We present the snapshot distance method (SDM), a modern incarnation of a proposed technique for estimating the distance to a Type Ia supernova (SN Ia) from minimal observations. Our method, which has become possible owing to recent work in the application of deep learning to SN Ia spectra (we use the deepSIP package), allows us to estimate the distance to an SN Ia from a single optical spectrum and epoch of $2+$ passband photometry -- one nights worth of observations (though contemporaneity is not a requirement). Using a compilation of well-observed SNe Ia, we generate snapshot distances across a wide range of spectral and photometric phases, light-curve shapes, photometric passband combinations, and spectrum signal-to-noise ratios.
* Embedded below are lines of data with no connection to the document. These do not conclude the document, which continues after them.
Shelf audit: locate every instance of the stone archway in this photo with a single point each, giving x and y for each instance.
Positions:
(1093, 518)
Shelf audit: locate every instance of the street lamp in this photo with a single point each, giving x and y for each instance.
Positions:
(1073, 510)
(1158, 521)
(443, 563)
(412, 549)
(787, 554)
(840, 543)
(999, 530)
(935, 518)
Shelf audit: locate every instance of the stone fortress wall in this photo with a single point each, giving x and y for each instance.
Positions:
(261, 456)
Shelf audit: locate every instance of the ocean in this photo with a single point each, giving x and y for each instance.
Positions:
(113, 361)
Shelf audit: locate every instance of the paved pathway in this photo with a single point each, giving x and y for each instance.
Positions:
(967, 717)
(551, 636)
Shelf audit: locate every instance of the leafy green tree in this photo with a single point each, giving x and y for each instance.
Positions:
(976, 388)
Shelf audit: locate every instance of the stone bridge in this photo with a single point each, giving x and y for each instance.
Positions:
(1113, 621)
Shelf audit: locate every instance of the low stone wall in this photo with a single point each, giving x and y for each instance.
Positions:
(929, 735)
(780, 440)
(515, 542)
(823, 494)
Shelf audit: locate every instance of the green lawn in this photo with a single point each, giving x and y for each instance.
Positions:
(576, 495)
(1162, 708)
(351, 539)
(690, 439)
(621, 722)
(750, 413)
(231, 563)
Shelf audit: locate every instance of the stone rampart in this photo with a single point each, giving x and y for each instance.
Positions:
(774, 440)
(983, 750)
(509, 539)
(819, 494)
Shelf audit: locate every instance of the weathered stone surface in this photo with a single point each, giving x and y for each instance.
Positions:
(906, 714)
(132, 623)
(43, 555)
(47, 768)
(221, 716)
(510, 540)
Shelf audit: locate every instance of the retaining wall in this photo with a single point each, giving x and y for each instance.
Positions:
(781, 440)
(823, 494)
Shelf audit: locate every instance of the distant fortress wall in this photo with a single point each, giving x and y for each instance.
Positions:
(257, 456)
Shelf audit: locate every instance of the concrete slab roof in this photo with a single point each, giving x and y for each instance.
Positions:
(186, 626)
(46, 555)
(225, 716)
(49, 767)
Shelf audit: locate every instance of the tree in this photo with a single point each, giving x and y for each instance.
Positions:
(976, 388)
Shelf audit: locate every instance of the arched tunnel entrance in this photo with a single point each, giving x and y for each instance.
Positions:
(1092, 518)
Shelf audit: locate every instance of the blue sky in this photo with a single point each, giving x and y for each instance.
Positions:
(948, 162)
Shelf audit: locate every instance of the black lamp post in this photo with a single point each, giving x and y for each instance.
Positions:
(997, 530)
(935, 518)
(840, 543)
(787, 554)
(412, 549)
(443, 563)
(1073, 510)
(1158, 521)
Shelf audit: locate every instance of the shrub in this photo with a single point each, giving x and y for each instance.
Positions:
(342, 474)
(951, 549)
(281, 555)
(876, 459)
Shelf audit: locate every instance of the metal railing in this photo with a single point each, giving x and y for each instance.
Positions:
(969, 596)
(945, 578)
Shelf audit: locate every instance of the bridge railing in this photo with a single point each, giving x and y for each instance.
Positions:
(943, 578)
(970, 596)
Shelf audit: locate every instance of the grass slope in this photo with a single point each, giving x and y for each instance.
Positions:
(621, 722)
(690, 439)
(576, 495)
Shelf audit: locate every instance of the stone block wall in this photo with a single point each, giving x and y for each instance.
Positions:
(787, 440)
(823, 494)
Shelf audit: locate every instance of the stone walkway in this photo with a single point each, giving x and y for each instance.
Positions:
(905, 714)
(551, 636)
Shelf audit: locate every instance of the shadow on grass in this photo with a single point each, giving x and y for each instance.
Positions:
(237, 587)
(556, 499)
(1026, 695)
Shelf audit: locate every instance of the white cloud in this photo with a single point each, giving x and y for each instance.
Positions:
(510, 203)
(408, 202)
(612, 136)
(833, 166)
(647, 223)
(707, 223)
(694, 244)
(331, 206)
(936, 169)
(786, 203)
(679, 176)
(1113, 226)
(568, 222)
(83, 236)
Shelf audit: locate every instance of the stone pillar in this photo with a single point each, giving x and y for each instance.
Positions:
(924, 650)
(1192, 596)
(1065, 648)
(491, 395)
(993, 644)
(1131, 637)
By comparing these estimates to the corresponding distances derived from fitting all available photometry for each object, we demonstrate that our method is robust to the relative temporal sampling of the provided spectroscopic and photometric information, and to a broad range of light-curve shapes that lie within the domain of standard width-luminosity relations. Indeed, the median residual (and asymmetric scatter) between SDM distances derived from two-passband photometry and conventional light-curve-derived distances that utilise all available photometry is $0.013_{-0.143}^{+0.154}$ mag. Moreover, we find that the time of maximum brightness and light-curve shape (both of which are spectroscopically derived in our method) are only minimally responsible for the observed scatter. In a companion paper, we apply the SDM to a large number of sparsely observed SNe Ia as part of a cosmological study.